COP15: More than 100 investors sign on to biodiversity impact initiative

Published 21:55 on December 11, 2022  /  Last updated at 22:39 on December 11, 2022  / Katherine Monahan /  Biodiversity

A group of global institutional investors launched the Nature Action 100 (NA100) at the UN’s COP15 biodiversity negotiations on Sunday, calling on the financial sector to help address nature loss through engagement and decision making which incorporates portfolio companies’ impact on biodiversity.

A group of global institutional investors launched the Nature Action 100 (NA100) at the UN’s COP15 biodiversity negotiations on Sunday, calling on the financial sector to help address nature loss through engagement and decision making which incorporates portfolio companies’ impact on biodiversity.

NA100 intends to incorporate lessons learned from Climate Action 100+, the world’s largest climate-focused investor initiative with 700 signatories representing $68 billion in assets that was launched in 2017.
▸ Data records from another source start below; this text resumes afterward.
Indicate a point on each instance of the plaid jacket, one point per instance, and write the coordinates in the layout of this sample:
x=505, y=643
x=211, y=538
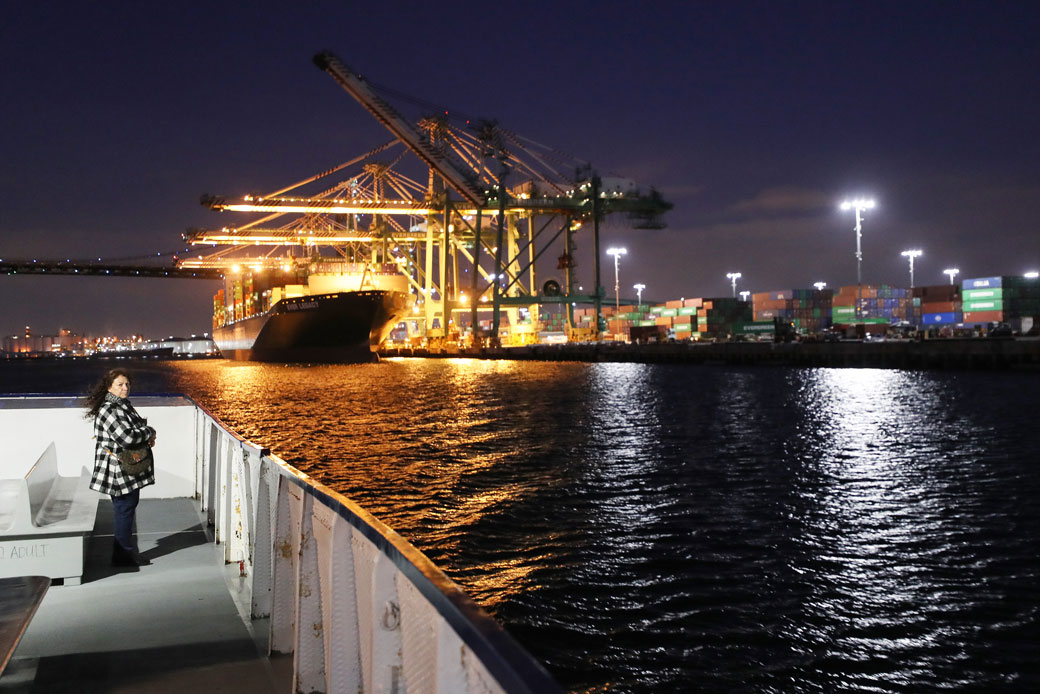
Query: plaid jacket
x=117, y=427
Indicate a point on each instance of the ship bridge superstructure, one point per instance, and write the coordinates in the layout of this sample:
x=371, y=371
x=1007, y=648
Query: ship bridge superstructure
x=465, y=208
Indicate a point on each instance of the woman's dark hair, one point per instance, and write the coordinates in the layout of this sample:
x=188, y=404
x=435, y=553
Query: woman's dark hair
x=97, y=395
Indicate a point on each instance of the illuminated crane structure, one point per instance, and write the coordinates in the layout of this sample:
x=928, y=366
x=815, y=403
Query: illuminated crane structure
x=490, y=198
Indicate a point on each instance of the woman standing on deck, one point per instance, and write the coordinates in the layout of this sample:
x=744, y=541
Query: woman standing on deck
x=117, y=426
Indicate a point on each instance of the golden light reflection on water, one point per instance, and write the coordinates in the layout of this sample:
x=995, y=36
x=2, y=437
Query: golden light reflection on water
x=791, y=529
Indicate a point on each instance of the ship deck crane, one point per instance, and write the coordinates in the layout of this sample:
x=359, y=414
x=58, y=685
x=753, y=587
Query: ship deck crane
x=475, y=164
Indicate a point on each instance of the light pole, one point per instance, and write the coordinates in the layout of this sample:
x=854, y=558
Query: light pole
x=859, y=205
x=733, y=277
x=639, y=293
x=617, y=253
x=915, y=253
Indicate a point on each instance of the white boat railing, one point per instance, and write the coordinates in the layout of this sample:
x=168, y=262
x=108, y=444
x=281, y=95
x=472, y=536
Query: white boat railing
x=358, y=607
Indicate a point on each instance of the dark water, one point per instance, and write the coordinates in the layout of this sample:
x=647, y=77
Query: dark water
x=658, y=528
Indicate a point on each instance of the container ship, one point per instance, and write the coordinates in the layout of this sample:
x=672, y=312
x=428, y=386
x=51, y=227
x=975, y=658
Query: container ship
x=319, y=311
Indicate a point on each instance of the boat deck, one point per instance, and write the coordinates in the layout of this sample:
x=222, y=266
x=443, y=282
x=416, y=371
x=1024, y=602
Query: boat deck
x=170, y=626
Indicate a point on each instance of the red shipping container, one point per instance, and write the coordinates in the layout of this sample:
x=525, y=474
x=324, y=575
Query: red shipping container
x=983, y=316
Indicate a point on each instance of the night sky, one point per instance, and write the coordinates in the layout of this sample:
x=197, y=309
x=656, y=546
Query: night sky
x=755, y=119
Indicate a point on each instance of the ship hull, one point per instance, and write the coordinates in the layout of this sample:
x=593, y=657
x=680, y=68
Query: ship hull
x=339, y=327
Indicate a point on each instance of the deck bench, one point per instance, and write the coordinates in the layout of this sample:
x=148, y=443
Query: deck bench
x=46, y=520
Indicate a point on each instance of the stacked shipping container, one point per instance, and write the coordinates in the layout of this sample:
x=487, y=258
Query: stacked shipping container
x=808, y=309
x=999, y=299
x=940, y=305
x=881, y=303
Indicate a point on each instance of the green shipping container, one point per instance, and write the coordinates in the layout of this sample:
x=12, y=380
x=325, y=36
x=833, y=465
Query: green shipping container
x=986, y=305
x=983, y=294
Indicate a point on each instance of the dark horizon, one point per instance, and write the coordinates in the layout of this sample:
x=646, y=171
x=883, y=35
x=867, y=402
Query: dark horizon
x=754, y=120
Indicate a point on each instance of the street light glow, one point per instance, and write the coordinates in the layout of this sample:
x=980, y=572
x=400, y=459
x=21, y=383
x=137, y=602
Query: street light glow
x=859, y=204
x=617, y=252
x=911, y=254
x=733, y=277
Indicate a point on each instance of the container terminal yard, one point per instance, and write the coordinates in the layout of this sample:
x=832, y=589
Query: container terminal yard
x=432, y=243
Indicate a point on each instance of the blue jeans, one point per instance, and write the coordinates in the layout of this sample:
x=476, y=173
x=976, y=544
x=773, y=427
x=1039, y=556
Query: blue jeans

The new biodiversity version of that platform aspires to sign on investors who commit to aligning their investment flows, or investment-company engagement activities, with COP15 outcomes – potentially including “net-zero loss of biodiversity in the near-to-medium term and net positive impact on biodiversity in the long term”.

“Over the years, there have been many important investor engagements with corporations that touched on aspects of the biodiversity crisis, but none that placed biodiversity front and centre,” said Adam Kanzer, head of stewardship for the Americas, at BNP Paribas Asset Management, one of the investors spearheading the initiative.

“Nature Action 100 intends to fill that gap, engaging a broad range of companies on their most significant impacts to help place them on nature-positive pathways,” he added.

Investor networks Ceres and the Institutional Investors Group on Climate Change will co-lead the initiative’s secretariat.

Financial think-tank Planet Tracker and the Finance for Biodiversity Foundation have been tasked with technical advisory to ensure investor guidance links to the latest science and policy advice.

Some 117 investors have already signed up to the initiatives, speakers said on Sunday, but the group wants to grow this number over the coming months  – noting that the visibility provided to biodiversity through COP15 could help in this regard.

But the group is not just looking for long-term corporate pledges around biodiversity, and instead wants to ensure more concrete and shorter-term action and transparency.

“We are looking to the first wave of this initiative to really focus on a set of high-level investor expectations,” Kanzer said.

“We want to support oversight. We want to see policy in place that covers all corporate activities, including the full value chain.”

“We want to see an internal assessment of the company’s impacts on nature and their dependencies on nature.

“We want to see a meaningful plan for addressing [biodiversity impacts] … and we want to make sure that companies are lobbying in line with whatever comes out of this COP,” he added.

Speakers acknowledged however that details are still being worked out, and that more partners need to be found to drive broader collaboration.

For now, the initiative will serve as a convening platform to unite global investors working to drive action on biodiversity and reverse nature loss.

A more formal launch of the Nature Action 100 initiative will take place in 2023.